The software also uses Web-traffic-statistics applications to identify IP addresses of search engines' and security vendors' crawlers. Hackers are wary of search-engine crawlers because some engines generate confidence ratings for Web sites or advisories for those that might contain malicious code.
The software saves the crawlers' addresses in the hacker's database to identify when they visit the hacker site. The system then serves a legitimate Web page, according to Ben-Itzhak. This keeps security researchers from learning about the software for as long as possible, he explained.
The software can also block the serving of malicious code to visitors from specific countries, particularly those where many security researchers are based, such as Germany, the UK, and the US, he added.
Technique Creates High-Performance Storage Technology
An international group of physicists has developed a technique using electrical pulses that could boost the capacity, speed, and reliability of computer storage technology.
The scientists use nanosecond pulses of electric current to improve storage performance by pushing magnetic signals along a wire at 110 meters per second to the system's reading and writing components.

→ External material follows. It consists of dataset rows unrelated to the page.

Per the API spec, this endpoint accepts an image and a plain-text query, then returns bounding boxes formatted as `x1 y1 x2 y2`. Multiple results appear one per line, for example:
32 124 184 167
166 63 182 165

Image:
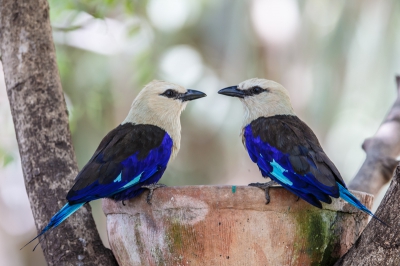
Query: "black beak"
178 90 207 102
218 86 245 98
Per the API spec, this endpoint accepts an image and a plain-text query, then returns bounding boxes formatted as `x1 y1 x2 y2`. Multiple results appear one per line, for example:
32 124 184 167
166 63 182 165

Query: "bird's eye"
161 89 176 98
251 86 264 94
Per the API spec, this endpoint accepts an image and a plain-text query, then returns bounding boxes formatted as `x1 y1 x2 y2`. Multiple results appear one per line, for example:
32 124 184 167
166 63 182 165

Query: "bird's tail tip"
337 182 390 227
20 203 85 251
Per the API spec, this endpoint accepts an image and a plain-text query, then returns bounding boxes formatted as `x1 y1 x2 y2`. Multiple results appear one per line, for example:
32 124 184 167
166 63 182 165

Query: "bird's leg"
142 183 166 205
249 180 279 204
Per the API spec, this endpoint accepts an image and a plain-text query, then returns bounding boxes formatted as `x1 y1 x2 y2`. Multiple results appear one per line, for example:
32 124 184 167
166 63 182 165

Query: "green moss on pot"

The researchers from Germany, Korea, and the US work for facilities such as the Lawrence Berkeley National Laboratory and the University of Hamburg.
Today's hard drives rely on a disk spinning at speeds up to 15,000 revolutions per minute to move data-containing magnetic regions to the reading or writing component.
The new system works within a ferromagnetic, permalloy wire 50 to 100 nanometers long, rather than a disc drive with moving parts. Permalloy consists of 20 percent iron and 80 percent nickel.
The writing component records data by changing the magnetic orientation of an area, known as a domain, on the wire. Magnetic bits' negative and positive orientations represent binary data's ones and zeros.
The system passes short electrical pulses into the wire, exerting a torque on and moving the domain walls—the areas between domains—toward the reading component.
The reading component works by identifying the data bits' magnetic orientation.
Researchers had to use a powerful x-ray microscope to snap images of the system before and after the electrical current passed through to determine whether and how well the process worked, said Peter Fischer, staff scientist at the Lawrence Berkeley National Laboratory, who is working on the storage project.
The new system can work faster and store data more densely and thus offer more capacity than hard drives. In addition, it has no moving parts and, therefore, could be more stable, durable, and reliable.
Fischer said the new technology could be used in any device that currently works with hard drives or solid-state storage and might begin to appear commercially in about five years.
Whether and when this storage system can be successful in the marketplace depends on its cost and whether manufacturing it for commercial purposes will be practical, said analyst Jim Porter, president of Disk/Trend, a disk-drive market research firm.
One potential barrier is that longer pulses can cause domain walls to stick on crystalline imperfections that sometimes exist within the permalloy wires.